Fuentes-Pholyotin’s father died young, leaving his 18-year-old daughter to care for her mother and five siblings. Not able to go to college, she joined the American armed services.
While Fuentes-Pholyotin is grateful for the opportunities that being in the military afforded her, her dream for her five children is that they get a college education. And she believes her oldest son, Miguel Cordova, is on his way to doing that, thanks to Loyola Academy.
Miguel will be one of the first graduates of Loyola Academy, a Phoenix Jesuit middle school for high-achieving low-income boys.
The school opened in 2011 to prepare academically gifted boys from underprivileged families for Brophy College Prep, a nationally recognized Jesuit school that educates some of the Valley’s most accomplished youths.
Loyola’s founders noticed that despite academic potential, many poor boys across the Valley weren’t getting a college-prep education and were at risk of perpetuating the cycle of poverty familiar to their families. They concluded that if these boys were given the resources to succeed, they would.
Each boy — about 25 per class — receives a full scholarship to attend Loyola and then Brophy. Tuition at Brophy is about $13,500 a year, said Kendra Krause, Loyola’s director.
Students may have the ability to succeed, but with so many external pressures, they may not apply themselves, said Eugenia Mora-Flores, an associate professor at the University of Southern California Rossier School of Education focused on Latino culture in schools.
“Middle school is a critical time to keep students engaged. Many students choose to disengage in sixth or seventh grade, and those same groups of students are the group that end up dropping out in high school,” she said.
Loyola students are in class 10 hours a day and have to attend a mandatory summer-school session. Parents must be involved in the school, and the boys complete various service projects.
“It’s a rigorous place. That’s part of getting them ready for Brophy,” Krause said. “There’s high expectations in place for what they are able to do and produce.”
Far more students are succeeding than expected, Loyola officials said. They originally admitted 32 students, anticipating half would leave before it was time to transition into high school. About 25 are on track to graduate on May 20.
“From faculty to the Brophy students to the community, there’s just a ton of support,” Krause said. “I had one of the boys say it’s really hard to fail when you feel like the whole world is on your side.”
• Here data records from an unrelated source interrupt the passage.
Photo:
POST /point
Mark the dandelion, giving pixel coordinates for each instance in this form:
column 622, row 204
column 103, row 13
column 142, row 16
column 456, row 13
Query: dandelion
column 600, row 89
An elementary-school teacher told Fuentes-Pholyotin about Loyola and Brophy. A single mother of five living in a two-bedroom apartment at the time, Fuentes-Pholyotin had never heard of the school.
“I didn’t know it was an expensive school until I saw all of the Range Rovers, Mercedes-Benzes and Lexuses in the parking lot,” she said. “And I drove up in a 1998 Cadillac de Ville with no air-conditioning.”
Although intimidated by Brophy’s affluence, the desire for her son to learn alongside other boys from similar backgrounds with similar goals overcame any anxiety Fuentes-Phoyotin and Miguel experienced.
“My kids are so good in school, because they know what it’s like to have nothing and be without,” Fuentes-Pholyotin said. “I told them education is the most important thing, so they’ve got a hunger for education.”
Miguel is in honors geometry with tenth-graders at Brophy and hopes to one day study engineering at the Massachusetts Institute of Technology.
Social atmosphere also an asset
In addition to providing challenging academics, Loyola’s social atmosphere is what has made Miguel’s experience so valuable, his mother said.
His father left the family when he was 18 months old, and Fuentes-Pholyotin has struggled to find other positive male influences for her two sons. While leaving his elementary-school friends for Loyola was difficult, Miguel eventually connected with the Loyola-Brophy community.
Loyola’s male faculty and Brophy students have mentored Miguel in the classroom and beyond in ways that Fuentes-Pholyotin believes she could not have.
“They’ve taught him how to become a young man,” she said.
And while there was some social anxiety about going to school with boys who have apparently unlimited resources, Miguel acclimated well.
“When he started taking math class at Brophy, he said he was scared to death because he thought they would pick on him,” Fuentes-Pholyotin said. “But when he proved he was as smart or smarter than some of them, they gave him respect.”
Donors provide funding
The Loyola boys’ tuition is paid by donors ranging from Ken Kendrick, managing partner of the Arizona Diamondbacks, to individuals looking for tax credits when they give to the Brophy Community Foundation.
While Loyola has yet to set up an endowment, Krause said the school has been successful in attracting financial support.
“When people walk around our school, they see that our kids are super compelling,” she said. “It’s easy to see where the money goes. And Brophy is a trusted institution.”
Marianne Cracchiolo Mago, president and CEO of the Steele Foundation, said investing in Loyola was an easy decision for her organization. Mago’s father, who founded the foundation, was a first-generation college graduate.
The long-term economic benefits for Arizona in helping low-income kids get into college and then into the state’s workforce are obvious to her foundation’s board, she said.
“I don’t believe any kid in one neighborhood deserves a better education than another in another neighborhood,” Mago said.